Scaling Agility through Organizational Design

Thurlow was one of the early architects of Scrum at Scale and was responsible for prototyping the Product Owner Metascrum pattern while at 3M. This is now integral to that scaling approach. However, there is no one size fits all approach, and no magical framework for scaling Scrum or Agile. Without a deep understanding of the problems that need to be solved to enable true organizational agility and lean optimization, simply throwing tools and techniques at the organization will yield limited results.

Thurlow engages at all levels of the organization to leverage your team resources in identifying the real changes that are needed to achieve the desired outcomes. Many of the approaches described on this site form part of the toolkit that he uses, but by no means is this an exhaustive list. Every client and every context is different, and within every client multiple contexts exist. There are some standard approaches that are used in every engagement, but then there are many approaches that are combined to find the right approach in each context. This is the Triple Helix concept he created as part of his work on The Flow System.

The Flow System

The Flow System, is a system of learning and understanding for dealing with complexity. For the first time in this field, The Flow System offers an assemblage of methods through the Triple Helix of Flow (Complexity Thinking, Distributed Leadership, Team Science).

Assemblages provide several potential methods that can be combined to aid in navigating complexity. This coming together of methods varies by context and is counter to the concept of universality (one size fits all approach).

The coming together of these methods is more important than the methods themselves because an assemblage of methods need to interconnect with one another. The Flow System provides a ‘coming together’ of several methods to better address ambiguity, complexity, and uncertainty. The DNA of Organizations.

Assemblages are not viewed as having parts and wholes and are defined solely by their external relations of composition, mixture, and aggregation.

Visual Management and Problem Identification

Thurlow offers a range of practical tools derived from his work with Toyota, and these include Value Stream Mapping. Whenever there is a product for a customer, there is a value stream. The challenge lies in seeing it.

Toyota developed this approach and internally it is known as Material and Information Flow Diagramming or Mapping. It is a simple way to visualize how we do what we do; how we create value. Value stream mapping looks at 3 dimensions, people, products/objects, and information. As mentioned in the overview in this document the flow of information is critical in reducing costs, improving quality, and reduction in lead times. In short, the flow of value.

A VSM workshop simply brings together people who are deeply knowledgeable about the products and the process of how the products (value) are created. The outcome of any session, or series of sessions, is to identify constraints in the system and target actions to eliminate or mitigate them. A constraint is not simply a bottleneck but “anything that prevents the system from achieving a better performance measure towards its goal”. A further outcome is to design a better value stream.

Visualizing the Flow of Value

Flow of value is not achieved through local optimizations, which is often the target of lean kaizen blitzes or 6Sigma kaizen events, considered an anathema to flow.
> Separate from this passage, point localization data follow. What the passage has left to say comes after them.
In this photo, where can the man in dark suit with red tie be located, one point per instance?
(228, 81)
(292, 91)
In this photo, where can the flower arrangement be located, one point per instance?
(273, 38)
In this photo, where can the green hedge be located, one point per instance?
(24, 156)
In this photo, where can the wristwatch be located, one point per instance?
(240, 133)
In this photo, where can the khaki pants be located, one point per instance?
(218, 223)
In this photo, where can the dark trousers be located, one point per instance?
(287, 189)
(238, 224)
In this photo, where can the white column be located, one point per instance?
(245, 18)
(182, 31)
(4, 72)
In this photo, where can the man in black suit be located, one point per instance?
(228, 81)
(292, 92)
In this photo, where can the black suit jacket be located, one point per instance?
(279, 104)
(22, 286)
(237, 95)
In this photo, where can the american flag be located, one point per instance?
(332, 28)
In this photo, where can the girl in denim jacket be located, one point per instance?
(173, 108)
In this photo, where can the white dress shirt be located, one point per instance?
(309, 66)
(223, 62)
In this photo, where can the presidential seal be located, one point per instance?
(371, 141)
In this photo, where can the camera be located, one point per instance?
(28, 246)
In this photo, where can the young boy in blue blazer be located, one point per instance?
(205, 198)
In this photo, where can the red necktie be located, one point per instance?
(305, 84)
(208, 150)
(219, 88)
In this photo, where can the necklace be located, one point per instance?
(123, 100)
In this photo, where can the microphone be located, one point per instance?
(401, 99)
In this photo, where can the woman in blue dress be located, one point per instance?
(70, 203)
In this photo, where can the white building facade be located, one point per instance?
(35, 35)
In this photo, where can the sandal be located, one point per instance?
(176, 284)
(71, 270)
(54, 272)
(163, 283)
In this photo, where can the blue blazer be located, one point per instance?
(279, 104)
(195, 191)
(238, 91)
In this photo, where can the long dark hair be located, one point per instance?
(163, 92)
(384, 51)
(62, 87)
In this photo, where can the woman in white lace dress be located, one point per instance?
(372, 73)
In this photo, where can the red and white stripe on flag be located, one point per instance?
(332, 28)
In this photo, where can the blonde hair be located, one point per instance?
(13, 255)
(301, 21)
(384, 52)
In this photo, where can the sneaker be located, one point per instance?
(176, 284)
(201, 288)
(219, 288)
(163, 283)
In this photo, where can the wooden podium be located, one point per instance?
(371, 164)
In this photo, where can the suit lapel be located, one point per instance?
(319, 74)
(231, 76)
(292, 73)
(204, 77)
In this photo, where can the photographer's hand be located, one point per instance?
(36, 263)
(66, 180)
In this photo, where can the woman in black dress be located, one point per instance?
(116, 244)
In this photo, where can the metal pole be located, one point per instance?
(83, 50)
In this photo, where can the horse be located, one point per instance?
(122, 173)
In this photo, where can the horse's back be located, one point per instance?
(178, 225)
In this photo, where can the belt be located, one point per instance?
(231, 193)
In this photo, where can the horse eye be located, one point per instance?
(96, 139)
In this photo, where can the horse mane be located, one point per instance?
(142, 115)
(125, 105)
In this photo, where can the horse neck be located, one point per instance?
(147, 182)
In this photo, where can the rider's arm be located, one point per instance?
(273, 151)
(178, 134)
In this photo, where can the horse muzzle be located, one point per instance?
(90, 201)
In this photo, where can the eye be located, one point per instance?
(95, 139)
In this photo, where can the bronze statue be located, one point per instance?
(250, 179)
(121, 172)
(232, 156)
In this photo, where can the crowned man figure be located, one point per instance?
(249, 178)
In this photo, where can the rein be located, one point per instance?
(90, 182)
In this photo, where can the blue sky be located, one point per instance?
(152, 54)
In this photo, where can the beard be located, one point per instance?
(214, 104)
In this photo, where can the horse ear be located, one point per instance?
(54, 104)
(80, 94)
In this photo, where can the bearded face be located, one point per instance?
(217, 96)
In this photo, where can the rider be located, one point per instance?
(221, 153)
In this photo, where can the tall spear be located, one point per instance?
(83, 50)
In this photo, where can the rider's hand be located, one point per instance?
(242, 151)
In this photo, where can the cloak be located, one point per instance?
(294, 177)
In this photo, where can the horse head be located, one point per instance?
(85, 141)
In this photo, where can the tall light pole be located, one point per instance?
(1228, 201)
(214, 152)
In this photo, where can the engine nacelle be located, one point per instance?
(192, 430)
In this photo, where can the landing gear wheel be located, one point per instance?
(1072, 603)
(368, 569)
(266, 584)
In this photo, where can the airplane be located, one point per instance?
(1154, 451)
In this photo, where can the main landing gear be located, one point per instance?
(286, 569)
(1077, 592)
You must view a system as a whole, and this means beyond those who do the actual technical work or construction tasks.

An organizational system involves many discrete and dependent elements, such as HR, Procurement, Vendor Management, Legal, Compliance etc., and many external service providers. These are all part of the value stream. How they interact and collaborate is crucial to optimizing flow. Understanding precisely how they do this, is where you start.

VSM is a fundamental Lean technique and is just the beginning. It provides no solutions, simply revealing system constraints that require attention. It is an essential technique in learning to see. You can’t fix what you can’t see.